Nationalities from the four corners of the globe descended. 60,000 bodies were anticipated to gravitate towards a national treasure between Wednesday and Sunday. It was that time again, the phenomenon of Frieze Week hit town. Glamourous parties, dosh and more arty talk than you can shake a stick at.
In it's eighth season, it's hard to believe that we ever lived without the whirlwind of auctions and exhibitions that has gained legendary status globally, and in such a small amount of time. The progression of Matthew Slotolver and Amanda Sharps monthly art magazine has really transformed the mark London has on art; and now the event encapsulates the global nature of the market, from which it has derived such strength.
With 2010's Frieze being the largest yet, 173 galleries and 29 countries set up stall in the bespoke temporary structure in Regent’s Park, the fair is now firmly established, despite rocky times, and is considered to be an unmissable stop-off between Basel and Miami on the global art calendar.
This years focus was about consolidating the fair's unique reputation as a creative hub, as well as important market place. Alistar hicks, curator at Deutshe bank noted, 'London needs this vital injection of new art from around the world. The city's sucess lies in its ability to be one of the great showcases of what's new. We can take nothing for granted. The artists are showing us how quickly the world is changing. Today's hudcan be tomorrows heap'.
Keeping up with the art world Joneses, Frieze introduced its own, free, i-Phone app. Allowing visitors to navigate the area, browse items for sale, by size and price, even pointing out the closest bar. Moreover, in the attempt to impress the greenest of art fans, the event bid to cut emissions by 30 per cent, running the marquees on biodiesel, despite grumbles by insiders that suits would smell of chip fat.
Interactive art was another subtle theme for the week, including a game showww with Spartacus Chetwynd, and poetry and Yoga Haven with Ei Arakawa and Karl Holmqvist. Playing on the idea of art as a commodity, Matthew Darbyshire redesigned the ticket office in lurid pink, a statement act topped only by Gavin Turks bicycles designed for weary walkers at the fair.

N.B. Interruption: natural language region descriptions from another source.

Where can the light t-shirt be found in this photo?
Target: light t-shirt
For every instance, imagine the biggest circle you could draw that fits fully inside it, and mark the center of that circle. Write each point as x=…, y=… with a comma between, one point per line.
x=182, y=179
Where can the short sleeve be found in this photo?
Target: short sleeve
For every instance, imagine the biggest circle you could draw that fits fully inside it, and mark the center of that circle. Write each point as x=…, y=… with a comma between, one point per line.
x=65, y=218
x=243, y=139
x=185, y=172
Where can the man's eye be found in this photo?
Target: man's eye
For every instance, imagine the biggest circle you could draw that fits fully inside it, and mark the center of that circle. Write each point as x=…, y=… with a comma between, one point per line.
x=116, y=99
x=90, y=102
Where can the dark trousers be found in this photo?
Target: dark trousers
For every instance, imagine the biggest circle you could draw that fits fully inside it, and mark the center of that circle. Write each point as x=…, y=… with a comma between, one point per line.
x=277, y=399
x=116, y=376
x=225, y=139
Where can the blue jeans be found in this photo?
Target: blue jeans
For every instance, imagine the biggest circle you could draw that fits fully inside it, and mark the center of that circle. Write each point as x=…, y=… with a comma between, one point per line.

With around £230 million worth of art sales estimated to have been made at Frieze, the market appears to be flourishing and buoyant. This stand out fair has captured the attention of press and art dealers world wide. In my opinion this is for 2 reasons; Regents park as a location benefits from having a natural light source which avoids the atmosphere of a trade show, increasing the energy surrounding the event, and, arguably, more importantly, this year at Ryans bar (run by artist Ryan Gander), one could sup a cocktail invented and mixed by art sensations Fiona Banner, Bob & Roberta Smith and Liam Gillik, which proves, that whatever reasons one had to attend, there was art to be found to suit all tastes, and wallets.